Viewpoint Toward a Computer for Visual Thinkers (1988) - Impossible
http://www.scottkim.com.previewc40.carrierzone.com/viewpoint/index.html
======
hcs
I was having trouble with the PDF link, here's an Internet Archive copy:
[https://web.archive.org/web/20191014194206/http://www.scottk...](https://web.archive.org/web/20191014194206/http://www.scottkim.com.previewc40.carrierzone.com/viewpoint/viewpoint-
dissertation.pdf)

The video is very good at getting the point across, though (naturally).

Also of some interest to this audience might be Raeder's 1984 dissertation,
which shows a combination of visual programming, functional programming, and
programming by demonstration. A big part of his model is naming things as
rarely as possible:
[https://archive.org/details/RaederProgrammingInPictures](https://archive.org/details/RaederProgrammingInPictures)

------
dawg-
Fascinating. I admit I only read the intro section but bookmarked for later.
The page "on being interdisciplinary" with a kind of taxonomy of
interdisciplinary work is really interesting.
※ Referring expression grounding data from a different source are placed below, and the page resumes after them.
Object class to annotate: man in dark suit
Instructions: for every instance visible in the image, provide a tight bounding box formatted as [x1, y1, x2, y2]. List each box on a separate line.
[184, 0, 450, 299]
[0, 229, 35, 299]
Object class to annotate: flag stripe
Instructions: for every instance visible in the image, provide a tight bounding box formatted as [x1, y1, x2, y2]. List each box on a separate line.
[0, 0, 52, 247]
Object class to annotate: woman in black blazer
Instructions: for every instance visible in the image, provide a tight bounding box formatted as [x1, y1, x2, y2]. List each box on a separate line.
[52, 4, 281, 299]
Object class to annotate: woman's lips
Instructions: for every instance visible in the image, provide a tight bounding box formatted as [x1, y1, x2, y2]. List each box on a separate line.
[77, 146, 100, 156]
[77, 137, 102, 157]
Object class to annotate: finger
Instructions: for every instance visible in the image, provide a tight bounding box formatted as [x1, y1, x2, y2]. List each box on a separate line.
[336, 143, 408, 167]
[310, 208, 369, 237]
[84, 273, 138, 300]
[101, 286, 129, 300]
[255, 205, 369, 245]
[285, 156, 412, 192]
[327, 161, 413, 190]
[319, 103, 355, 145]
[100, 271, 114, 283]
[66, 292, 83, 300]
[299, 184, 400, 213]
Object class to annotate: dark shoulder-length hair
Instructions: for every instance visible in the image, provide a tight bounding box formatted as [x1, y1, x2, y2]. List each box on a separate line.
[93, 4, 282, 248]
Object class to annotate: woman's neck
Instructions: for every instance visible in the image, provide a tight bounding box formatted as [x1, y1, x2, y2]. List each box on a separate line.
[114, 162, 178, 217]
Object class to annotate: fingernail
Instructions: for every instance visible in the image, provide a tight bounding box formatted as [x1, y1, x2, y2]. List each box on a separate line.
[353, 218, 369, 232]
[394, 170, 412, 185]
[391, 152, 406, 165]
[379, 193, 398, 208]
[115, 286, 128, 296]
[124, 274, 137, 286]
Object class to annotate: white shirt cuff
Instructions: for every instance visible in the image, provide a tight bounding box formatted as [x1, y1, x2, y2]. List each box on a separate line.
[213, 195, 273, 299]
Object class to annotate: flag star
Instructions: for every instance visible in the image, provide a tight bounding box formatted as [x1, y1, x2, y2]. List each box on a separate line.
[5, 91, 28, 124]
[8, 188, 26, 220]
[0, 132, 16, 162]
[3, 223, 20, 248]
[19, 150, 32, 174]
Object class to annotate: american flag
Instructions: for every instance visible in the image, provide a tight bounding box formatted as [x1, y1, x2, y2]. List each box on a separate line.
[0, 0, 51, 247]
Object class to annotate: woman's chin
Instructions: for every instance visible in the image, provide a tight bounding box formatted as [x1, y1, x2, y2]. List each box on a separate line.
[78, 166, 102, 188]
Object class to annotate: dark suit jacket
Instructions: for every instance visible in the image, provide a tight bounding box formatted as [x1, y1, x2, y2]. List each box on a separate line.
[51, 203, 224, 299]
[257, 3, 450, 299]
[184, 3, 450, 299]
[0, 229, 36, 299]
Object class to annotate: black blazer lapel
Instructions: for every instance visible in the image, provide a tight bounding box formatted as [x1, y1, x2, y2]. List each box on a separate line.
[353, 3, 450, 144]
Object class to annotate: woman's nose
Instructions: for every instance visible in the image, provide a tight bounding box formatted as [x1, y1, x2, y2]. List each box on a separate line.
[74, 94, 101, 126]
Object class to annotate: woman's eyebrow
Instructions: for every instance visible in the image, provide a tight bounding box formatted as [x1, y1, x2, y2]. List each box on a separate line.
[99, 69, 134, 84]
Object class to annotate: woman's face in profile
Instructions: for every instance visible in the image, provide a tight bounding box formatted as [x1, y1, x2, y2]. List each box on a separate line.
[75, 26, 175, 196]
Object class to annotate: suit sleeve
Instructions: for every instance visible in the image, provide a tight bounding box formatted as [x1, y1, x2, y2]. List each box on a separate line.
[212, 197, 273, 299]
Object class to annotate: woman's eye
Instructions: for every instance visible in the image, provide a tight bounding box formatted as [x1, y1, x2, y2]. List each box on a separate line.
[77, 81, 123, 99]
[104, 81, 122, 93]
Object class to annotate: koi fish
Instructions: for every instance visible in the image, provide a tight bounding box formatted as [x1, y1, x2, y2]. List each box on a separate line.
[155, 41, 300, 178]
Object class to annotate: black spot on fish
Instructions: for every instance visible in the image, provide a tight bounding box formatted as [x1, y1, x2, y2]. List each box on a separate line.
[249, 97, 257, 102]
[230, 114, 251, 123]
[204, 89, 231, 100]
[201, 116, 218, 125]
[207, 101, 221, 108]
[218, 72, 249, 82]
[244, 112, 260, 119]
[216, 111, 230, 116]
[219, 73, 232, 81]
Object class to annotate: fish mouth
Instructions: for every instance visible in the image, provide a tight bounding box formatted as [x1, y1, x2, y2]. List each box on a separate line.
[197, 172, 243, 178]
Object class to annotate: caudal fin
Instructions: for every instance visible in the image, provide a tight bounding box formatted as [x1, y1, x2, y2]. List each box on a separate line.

I wonder what the author would have to say about the possibilities of "Spatial
Computing" with AR that seems to be the next big buzz? It seems like spatial
computing is all about manipulating data in a highly visual format.

------
jstewartmobile
Well, that's time I'm not getting back.

edit: to be more specific, this is very bare. add "visual" representations for
the concepts that ultimately need to be expressed--verbs, prepositions, etc--
then we're back to linguistics, but with ad-hoc pictographs.